Re: List of meme definitions

Hans-Cees Speel (hanss@zondisk.sepa.tudelft.nl)
Fri, 10 Apr 1998 09:19:55 +0000

From: "Hans-Cees Speel" <hanss@zondisk.sepa.tudelft.nl>
To: Aaron Lynch <aaron@mcs.net>, memetics@mmu.ac.uk
Date: Fri, 10 Apr 1998 09:19:55 +0000
Subject: Re: List of meme definitions

Dear Aaron,
if the message does not appear on the memetics list, could you
forward it? I am not sure my address at home works with the list.

> Hans,
>
> It is possible that you don't understand me correctly, due to arguments in
> biology using specialized meanings for the word "replicator."

Of course.

I use a very
> fundamental definition for "replicator," meaning only "that which came into
> being by replication." I regard this word to be a general term in the
> English language, and not the special property of Richard Dawkins.

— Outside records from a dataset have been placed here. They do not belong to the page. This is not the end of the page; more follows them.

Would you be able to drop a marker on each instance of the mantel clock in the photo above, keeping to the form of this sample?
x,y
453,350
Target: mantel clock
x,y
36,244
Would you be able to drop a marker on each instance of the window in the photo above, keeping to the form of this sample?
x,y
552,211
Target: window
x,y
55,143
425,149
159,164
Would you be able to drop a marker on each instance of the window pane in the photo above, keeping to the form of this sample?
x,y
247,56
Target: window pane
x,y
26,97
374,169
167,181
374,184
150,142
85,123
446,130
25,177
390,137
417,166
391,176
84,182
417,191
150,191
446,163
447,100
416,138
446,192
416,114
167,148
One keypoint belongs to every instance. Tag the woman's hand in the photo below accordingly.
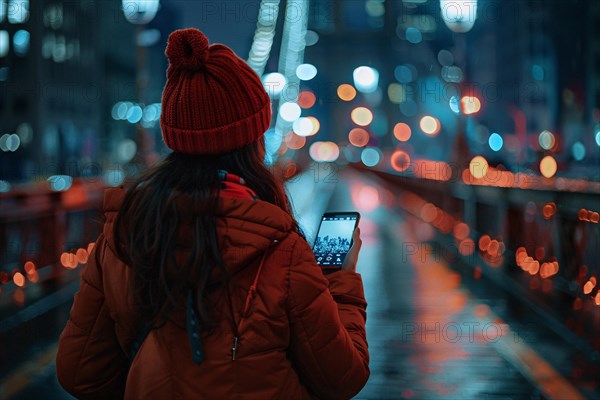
(352, 256)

I am Dutch so ' please correct my English which stinks" as Eddy
Murphy once said in a movy ;-)

Thus, I
> do not adhere to his view that only privileged classes of entities may ever
> be considered "replicators" for reasons other than having been caused by
> prior instances of "the same" entity. "Replicator" as I use it is defined
> thus:
>
> Replicator: Noun.
> An entity, identified using the abstraction system of the observer,

This part of the definition makes the definitio rather loose I think.

whose
> instantiation depended critically on causation by prior instantiation of
> the same entity entiy. ("Sameness" of entities is determined with respect
> to the above-mentioned abstraction system of the observer.)

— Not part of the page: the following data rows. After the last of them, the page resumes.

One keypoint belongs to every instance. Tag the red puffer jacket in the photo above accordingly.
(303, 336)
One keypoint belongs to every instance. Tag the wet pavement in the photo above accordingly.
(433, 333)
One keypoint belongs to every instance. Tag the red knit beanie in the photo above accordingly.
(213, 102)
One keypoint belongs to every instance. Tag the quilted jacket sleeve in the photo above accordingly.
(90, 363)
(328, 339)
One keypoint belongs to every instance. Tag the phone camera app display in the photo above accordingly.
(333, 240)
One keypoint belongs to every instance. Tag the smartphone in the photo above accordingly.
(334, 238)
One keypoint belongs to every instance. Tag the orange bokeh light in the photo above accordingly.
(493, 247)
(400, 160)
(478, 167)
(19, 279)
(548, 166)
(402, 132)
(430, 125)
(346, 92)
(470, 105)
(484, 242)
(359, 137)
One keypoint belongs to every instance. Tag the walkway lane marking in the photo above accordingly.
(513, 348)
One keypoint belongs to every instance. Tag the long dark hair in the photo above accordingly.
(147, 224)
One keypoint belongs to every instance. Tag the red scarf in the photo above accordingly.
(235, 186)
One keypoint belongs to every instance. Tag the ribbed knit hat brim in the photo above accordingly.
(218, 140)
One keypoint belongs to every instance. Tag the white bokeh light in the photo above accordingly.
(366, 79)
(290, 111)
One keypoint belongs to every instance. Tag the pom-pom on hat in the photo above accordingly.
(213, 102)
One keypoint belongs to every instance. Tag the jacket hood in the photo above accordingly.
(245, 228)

So this makes a gene a replicator, but only a gene that is involved
in replication direct? I guess not, but I do not know what you think.

Also is an organism thena replicator? If so you definition is really
different from the Dawkins/Hull definitions.

> Note too, that I retain the very broad meaning of the word "entity," such
> that anything understood to exist (including electrons, interactors, etc.)
> is considered an "entity."

That is common I think.

> By my definition, anything said to "reproduce," for instance, has
> "replicated" with respect to some abstraction in use by the observer. This
> includes organisms, which are therefore "replicators."

I see, you do have a different interpretation at least. I count
organisms out.

Dawkins's thesis
> that the gene is THE unit of selection thus becomes a thesis that the gene
> is the only replicator worth analyzing.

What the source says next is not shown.